The most extensive injuries observed by Dr. Brissie were to the neck, the carotid artery and jugular vein being severed. Dr. Brissie opined that the deceased was, in all probability, alive throughout the course of the homicidal acts — "all wounds depicted were ante mortem or prior to decedent's death."
The undersigned concludes that, based on evidence and the applicable case law, this capital offense is in fact especially heinous, atrocious and cruel compared to other capital cases.
The court finds no other aggravating circumstances to exist.
At the punishment phase before the jury, the jury was afforded the opportunity to independently assess the existence of each statutory mitigating circumstance referenced at § 13A-5-51(2) through (7), plus the opportunity to find mitigation by way of § 13A-5-52.
At the final sentencing hearing before the undersigned, a presentence report was submitted by probation services and admitted into evidence.
The court makes the following findings relative to mitigation:
§ 13A-5-51. Mitigating circumstances — Generally.
(1) The defendant has no significant history of prior criminal activity;
Does not apply. Defendant admitted on the stand to six (6) prior felony convictions, the probation report in "record of arrests" also depicts numerous other incidents of illegal conduct.
(2) The capital offense was committed while the defendant was under the influence of extreme mental or emotional disturbance;
Does not apply. There is absolutely no evidence supportive of this circumstance. Defendant has never been treated for mental or emotional disturbances.
The court is not unmindful that at final sentencing defendant stated that he was under emotional duress at the time of the murder — out of work, alcoholic wife in trouble with the law, four kids at home, no electricity.
(3) The victim was a participant in the defendant's conduct or consented to it;
Does not apply.
(4) The defendant was an accomplice in the capital offense committed by another person and his participation was relatively minor;
Does not apply. Defendant Bankhead was the oldest of the three defendants, Bankhead's home was utilized after the murder for the division of spoils, burning of clothes and general "covering of tracks"; according to state witnesses Davenport and Blanche Bankhead, defendant Bankhead played a major role in the killing and the events subsequent to the killing, culminating in Bankhead's "flight."

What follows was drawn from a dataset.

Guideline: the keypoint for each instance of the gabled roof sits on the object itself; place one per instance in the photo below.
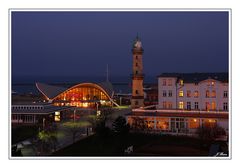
(197, 77)
(50, 91)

(5) The defendant acted under duress or under the substantial domination of another person;
Does not apply. No persuasive evidence whatsoever was adduced to suggest that this circumstance exists.
(6) The capacity of the defendant to appreciate the criminality of his conduct or to conform his conduct to the requirements of law was substantially impaired;
Does not apply. The undisputed evidence adduced at trial was that Bankhead had ingested beer and alcohol over the course of the day preceding this killing, yet the court does not deem that said ingestion diminished the defendant's capacity to appreciate the criminality of his conduct or to conform his conduct to the requirements of the law.
(7) The age of the defendant at the time of the crime;
Does not apply. Defendant was 35 at the time of the offense, date of birth, September 6, 1950.
§ 13A-5-52. Same — Inclusion of defendant's character, record, etc.
Does not apply.
In conclusion, I hold that the aggravating circumstances discussed earlier, weighed against the absence of mitigating circumstances, compel the court to uphold the jury's advisory verdict affixing punishment at death.
DONE AND ORDERED this 19th day of November, 1987.